Noa Nabeshima comments on Sparse MLP Distillation

Noa Nabeshima 15 Jan 2024 22:52 UTC
11 points
2
I’ve trained some sparse MLPs with 20K neurons on a 4L TinyStories model with ReLU activations and no layernorm and I took a look at them after reading this post. For varying integer $S$ , I applied an L1 penalty of $2^{S}$ on the average of the activations per token, which seems pretty close to doing an L1 of $2^{S} / 20, 000$ on the sum of the activations per token. Your L1 of $2 \times 10^{- 4}$ with 12K neurons is sort of like $S = 2$ in my setup. After reading your post, I checked out the cosine similarity between encoder/decoder of original mlp neurons and sparse mlp neurons for varying values of $S$ (make sure to scroll down once you click one of the links!):

S=3
https://plotly-figs.s3.amazonaws.com/sparse_mlp_L1_2exp3
S=4
https://plotly-figs.s3.amazonaws.com/sparse_mlp_L1_2exp4

S=5
https://plotly-figs.s3.amazonaws.com/sparse_mlp_L1_2exp5
S=6
https://plotly-figs.s3.amazonaws.com/sparse_mlp_L1_2exp6
I think the behavior you’re pointing at is clearly there at lower L1s on layers other than layer 0 (? what’s up with that?) and sort of decreases with higher L1 values, to the point that the behavior is there a bit at S=5 and almost not there at S=6. I think the non-dead sparse neurons are almost all interpretable at S=5 and S=6.

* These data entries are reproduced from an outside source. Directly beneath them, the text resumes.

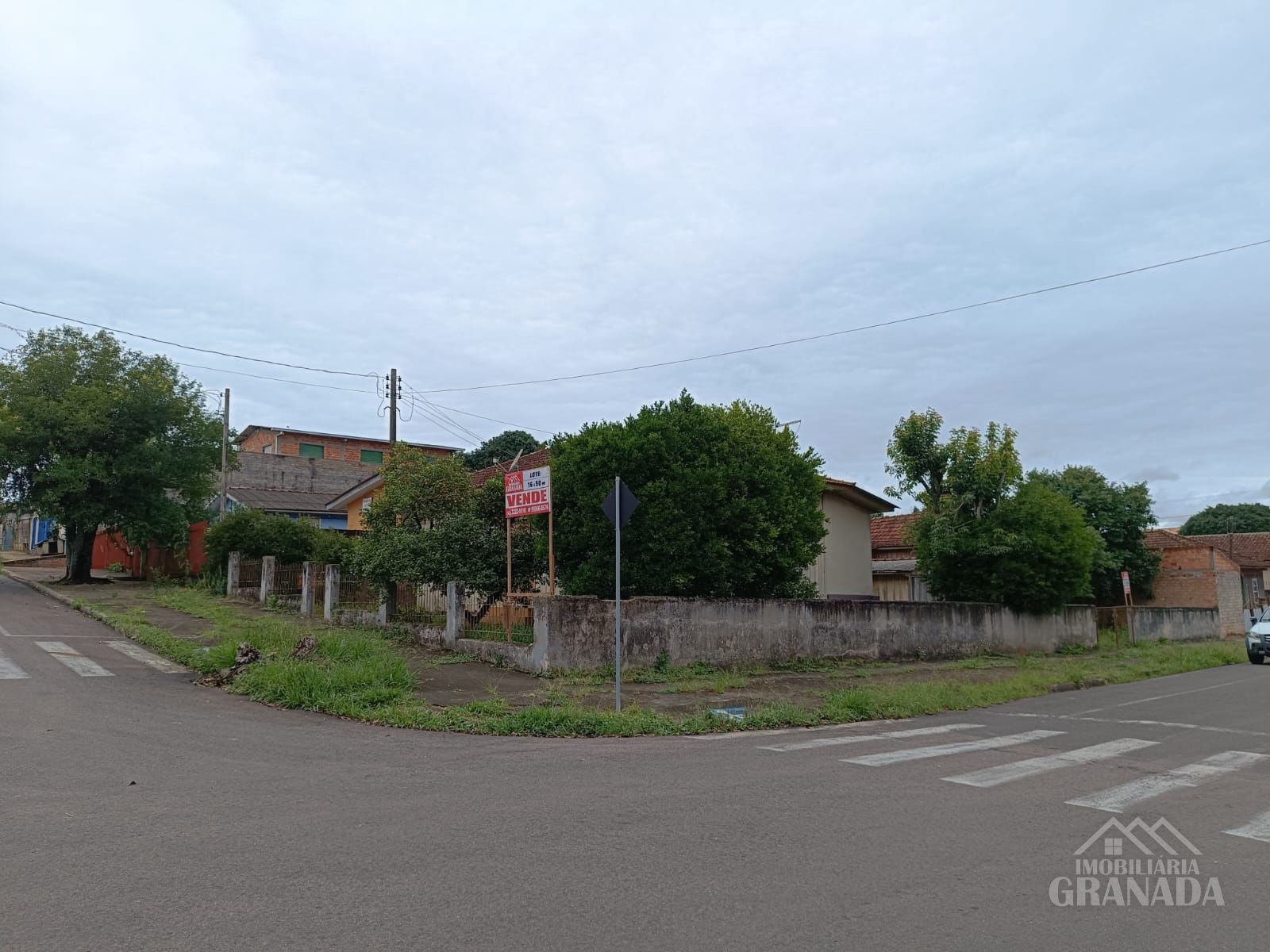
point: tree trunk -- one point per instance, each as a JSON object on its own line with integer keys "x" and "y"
{"x": 79, "y": 555}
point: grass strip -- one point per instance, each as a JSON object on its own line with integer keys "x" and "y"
{"x": 359, "y": 673}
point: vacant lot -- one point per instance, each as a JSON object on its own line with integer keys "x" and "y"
{"x": 383, "y": 677}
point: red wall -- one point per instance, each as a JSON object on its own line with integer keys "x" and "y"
{"x": 110, "y": 549}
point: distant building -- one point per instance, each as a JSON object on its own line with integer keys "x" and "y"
{"x": 844, "y": 570}
{"x": 324, "y": 446}
{"x": 895, "y": 560}
{"x": 1208, "y": 571}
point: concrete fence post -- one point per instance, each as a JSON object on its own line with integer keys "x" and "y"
{"x": 266, "y": 579}
{"x": 332, "y": 592}
{"x": 306, "y": 590}
{"x": 454, "y": 615}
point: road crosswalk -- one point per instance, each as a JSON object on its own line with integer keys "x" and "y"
{"x": 1118, "y": 799}
{"x": 78, "y": 662}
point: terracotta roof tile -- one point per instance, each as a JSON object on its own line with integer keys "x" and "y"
{"x": 539, "y": 457}
{"x": 888, "y": 531}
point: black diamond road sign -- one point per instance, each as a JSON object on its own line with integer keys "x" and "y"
{"x": 629, "y": 503}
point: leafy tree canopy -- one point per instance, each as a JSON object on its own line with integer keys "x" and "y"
{"x": 94, "y": 435}
{"x": 1248, "y": 517}
{"x": 971, "y": 471}
{"x": 986, "y": 535}
{"x": 254, "y": 533}
{"x": 729, "y": 505}
{"x": 1121, "y": 513}
{"x": 502, "y": 447}
{"x": 429, "y": 524}
{"x": 1033, "y": 552}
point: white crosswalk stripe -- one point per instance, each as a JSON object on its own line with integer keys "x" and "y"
{"x": 863, "y": 738}
{"x": 895, "y": 757}
{"x": 73, "y": 659}
{"x": 139, "y": 654}
{"x": 10, "y": 670}
{"x": 1257, "y": 829}
{"x": 1005, "y": 774}
{"x": 1127, "y": 795}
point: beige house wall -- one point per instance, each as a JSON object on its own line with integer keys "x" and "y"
{"x": 846, "y": 565}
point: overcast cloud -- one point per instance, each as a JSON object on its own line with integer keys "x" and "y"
{"x": 493, "y": 192}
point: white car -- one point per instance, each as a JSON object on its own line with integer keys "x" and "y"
{"x": 1259, "y": 641}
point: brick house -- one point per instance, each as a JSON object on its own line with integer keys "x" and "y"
{"x": 357, "y": 499}
{"x": 324, "y": 446}
{"x": 1195, "y": 573}
{"x": 895, "y": 560}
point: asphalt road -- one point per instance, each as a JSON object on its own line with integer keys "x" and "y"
{"x": 139, "y": 812}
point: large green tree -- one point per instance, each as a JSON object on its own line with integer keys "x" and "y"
{"x": 502, "y": 447}
{"x": 984, "y": 533}
{"x": 1033, "y": 552}
{"x": 95, "y": 435}
{"x": 431, "y": 524}
{"x": 1242, "y": 517}
{"x": 1121, "y": 513}
{"x": 729, "y": 505}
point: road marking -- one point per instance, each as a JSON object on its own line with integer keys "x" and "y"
{"x": 895, "y": 757}
{"x": 1121, "y": 799}
{"x": 10, "y": 670}
{"x": 1164, "y": 697}
{"x": 1005, "y": 774}
{"x": 139, "y": 654}
{"x": 1257, "y": 829}
{"x": 1147, "y": 724}
{"x": 73, "y": 659}
{"x": 770, "y": 733}
{"x": 861, "y": 738}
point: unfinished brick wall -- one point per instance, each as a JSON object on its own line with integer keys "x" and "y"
{"x": 1200, "y": 577}
{"x": 333, "y": 447}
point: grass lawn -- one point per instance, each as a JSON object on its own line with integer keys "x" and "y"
{"x": 361, "y": 673}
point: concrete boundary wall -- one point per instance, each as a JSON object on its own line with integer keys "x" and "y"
{"x": 578, "y": 632}
{"x": 1176, "y": 624}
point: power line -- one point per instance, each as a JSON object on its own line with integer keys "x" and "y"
{"x": 183, "y": 347}
{"x": 488, "y": 419}
{"x": 852, "y": 330}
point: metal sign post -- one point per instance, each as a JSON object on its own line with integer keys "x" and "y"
{"x": 527, "y": 493}
{"x": 1128, "y": 608}
{"x": 619, "y": 505}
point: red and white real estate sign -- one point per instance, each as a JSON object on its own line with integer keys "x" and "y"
{"x": 527, "y": 493}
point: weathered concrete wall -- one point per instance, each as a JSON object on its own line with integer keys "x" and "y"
{"x": 578, "y": 632}
{"x": 1176, "y": 624}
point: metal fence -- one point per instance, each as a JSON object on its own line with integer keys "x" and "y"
{"x": 289, "y": 584}
{"x": 421, "y": 605}
{"x": 359, "y": 596}
{"x": 249, "y": 578}
{"x": 499, "y": 619}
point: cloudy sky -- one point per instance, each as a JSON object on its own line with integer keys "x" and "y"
{"x": 484, "y": 194}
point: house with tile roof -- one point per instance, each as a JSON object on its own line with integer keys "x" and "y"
{"x": 844, "y": 570}
{"x": 895, "y": 560}
{"x": 1210, "y": 571}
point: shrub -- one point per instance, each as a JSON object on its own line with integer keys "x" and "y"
{"x": 256, "y": 533}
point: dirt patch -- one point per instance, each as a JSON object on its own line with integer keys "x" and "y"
{"x": 444, "y": 683}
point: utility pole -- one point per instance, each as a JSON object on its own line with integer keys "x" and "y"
{"x": 225, "y": 452}
{"x": 393, "y": 395}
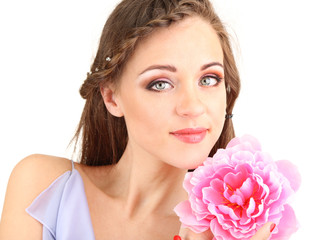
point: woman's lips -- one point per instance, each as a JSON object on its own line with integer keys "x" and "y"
{"x": 190, "y": 135}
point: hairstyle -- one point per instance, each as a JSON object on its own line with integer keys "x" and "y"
{"x": 103, "y": 137}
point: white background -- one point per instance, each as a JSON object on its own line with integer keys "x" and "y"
{"x": 46, "y": 48}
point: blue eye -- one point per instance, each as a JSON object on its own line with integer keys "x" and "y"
{"x": 210, "y": 80}
{"x": 159, "y": 86}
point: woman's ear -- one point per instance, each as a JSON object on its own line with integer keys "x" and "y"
{"x": 110, "y": 101}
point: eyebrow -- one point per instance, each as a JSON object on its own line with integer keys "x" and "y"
{"x": 173, "y": 69}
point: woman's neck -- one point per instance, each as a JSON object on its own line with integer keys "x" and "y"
{"x": 145, "y": 185}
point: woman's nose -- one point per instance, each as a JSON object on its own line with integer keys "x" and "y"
{"x": 189, "y": 103}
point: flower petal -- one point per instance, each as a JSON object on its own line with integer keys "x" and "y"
{"x": 188, "y": 219}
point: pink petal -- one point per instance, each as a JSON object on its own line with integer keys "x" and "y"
{"x": 247, "y": 188}
{"x": 287, "y": 226}
{"x": 251, "y": 207}
{"x": 188, "y": 219}
{"x": 211, "y": 195}
{"x": 291, "y": 172}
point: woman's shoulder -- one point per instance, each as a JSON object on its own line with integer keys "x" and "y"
{"x": 40, "y": 171}
{"x": 28, "y": 179}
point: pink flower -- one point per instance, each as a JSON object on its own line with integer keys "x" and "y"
{"x": 238, "y": 191}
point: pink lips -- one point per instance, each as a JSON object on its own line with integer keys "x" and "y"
{"x": 190, "y": 135}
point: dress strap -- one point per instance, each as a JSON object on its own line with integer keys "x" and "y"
{"x": 72, "y": 163}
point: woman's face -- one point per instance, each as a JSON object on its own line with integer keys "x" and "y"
{"x": 172, "y": 94}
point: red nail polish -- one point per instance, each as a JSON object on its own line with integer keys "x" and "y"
{"x": 272, "y": 227}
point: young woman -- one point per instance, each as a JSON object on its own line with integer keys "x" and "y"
{"x": 159, "y": 99}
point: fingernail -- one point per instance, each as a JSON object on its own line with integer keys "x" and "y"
{"x": 272, "y": 227}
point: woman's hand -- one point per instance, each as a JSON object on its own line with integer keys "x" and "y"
{"x": 186, "y": 234}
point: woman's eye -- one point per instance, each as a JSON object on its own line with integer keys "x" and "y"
{"x": 210, "y": 80}
{"x": 159, "y": 86}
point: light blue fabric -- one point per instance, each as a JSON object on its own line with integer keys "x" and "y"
{"x": 63, "y": 210}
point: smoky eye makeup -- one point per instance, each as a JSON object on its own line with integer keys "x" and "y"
{"x": 210, "y": 80}
{"x": 159, "y": 85}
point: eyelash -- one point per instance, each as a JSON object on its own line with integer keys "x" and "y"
{"x": 154, "y": 83}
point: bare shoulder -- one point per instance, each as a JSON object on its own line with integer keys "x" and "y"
{"x": 28, "y": 179}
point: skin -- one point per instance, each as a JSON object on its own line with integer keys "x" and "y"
{"x": 141, "y": 191}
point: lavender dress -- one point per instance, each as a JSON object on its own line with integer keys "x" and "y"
{"x": 63, "y": 210}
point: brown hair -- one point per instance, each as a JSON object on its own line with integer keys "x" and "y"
{"x": 103, "y": 136}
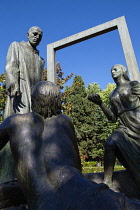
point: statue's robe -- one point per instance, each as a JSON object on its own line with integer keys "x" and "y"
{"x": 24, "y": 68}
{"x": 125, "y": 104}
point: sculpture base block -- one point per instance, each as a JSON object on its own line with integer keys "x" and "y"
{"x": 122, "y": 182}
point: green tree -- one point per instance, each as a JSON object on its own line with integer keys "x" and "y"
{"x": 92, "y": 127}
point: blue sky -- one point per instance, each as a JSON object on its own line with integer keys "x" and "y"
{"x": 92, "y": 59}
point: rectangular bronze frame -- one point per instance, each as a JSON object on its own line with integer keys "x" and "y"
{"x": 118, "y": 23}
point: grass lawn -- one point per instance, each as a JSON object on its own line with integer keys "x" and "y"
{"x": 93, "y": 169}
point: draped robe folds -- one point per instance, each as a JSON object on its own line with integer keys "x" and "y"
{"x": 125, "y": 104}
{"x": 24, "y": 68}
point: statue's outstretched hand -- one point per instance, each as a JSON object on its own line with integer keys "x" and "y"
{"x": 13, "y": 90}
{"x": 95, "y": 98}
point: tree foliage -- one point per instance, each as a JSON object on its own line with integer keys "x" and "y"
{"x": 92, "y": 127}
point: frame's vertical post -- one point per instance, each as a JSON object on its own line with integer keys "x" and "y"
{"x": 128, "y": 49}
{"x": 51, "y": 64}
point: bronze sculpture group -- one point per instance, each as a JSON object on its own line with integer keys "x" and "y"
{"x": 124, "y": 143}
{"x": 43, "y": 142}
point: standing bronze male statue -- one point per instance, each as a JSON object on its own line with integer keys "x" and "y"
{"x": 44, "y": 147}
{"x": 24, "y": 68}
{"x": 124, "y": 143}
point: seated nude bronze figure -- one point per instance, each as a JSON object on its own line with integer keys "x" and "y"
{"x": 124, "y": 143}
{"x": 47, "y": 161}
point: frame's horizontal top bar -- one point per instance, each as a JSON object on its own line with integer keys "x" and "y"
{"x": 87, "y": 34}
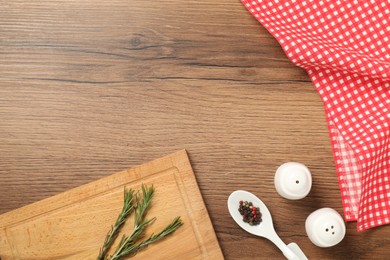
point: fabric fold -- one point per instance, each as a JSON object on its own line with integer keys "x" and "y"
{"x": 345, "y": 48}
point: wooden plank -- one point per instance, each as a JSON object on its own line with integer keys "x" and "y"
{"x": 73, "y": 224}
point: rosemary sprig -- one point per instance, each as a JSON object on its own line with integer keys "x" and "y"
{"x": 128, "y": 207}
{"x": 140, "y": 223}
{"x": 128, "y": 245}
{"x": 133, "y": 249}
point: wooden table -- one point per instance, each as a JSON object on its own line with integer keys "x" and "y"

Original val loss of model: 1.128 ~= 1.13.
Zero ablation of MLP loss values per layer: [3.72, 1.84, 1.56, 2.07].

S=6 loss recovered per layer

Layer 0: 1-(1.24-1.13)/(3.72-1.13): 96% of loss recovered
Layer 1: 1-(1.18-1.13)/(1.84-1.13): 93% of loss recovered
Layer 2: 1-(1.21-1.13)/(1.56-1.13): 81% of loss recovered
Layer 3: 1-(1.26-1.13)/(2.07-1.13): 86% of loss recovered

Compare to 79% of loss-recovered from Anthropic’s A/1 autoencoder with 4K features and a pretty different setup.

(Also, I was going to focus on S=5 MLPs for layers 1 and 2, but now I think I might instead stick with S=6. This is a little tricky because I wouldn’t be surprised if tiny-stories MLP neurons are interpretable at higher rates than other models.)

Basically I think sparse MLPs aren’t a dead end and that you probably just want a higher L1.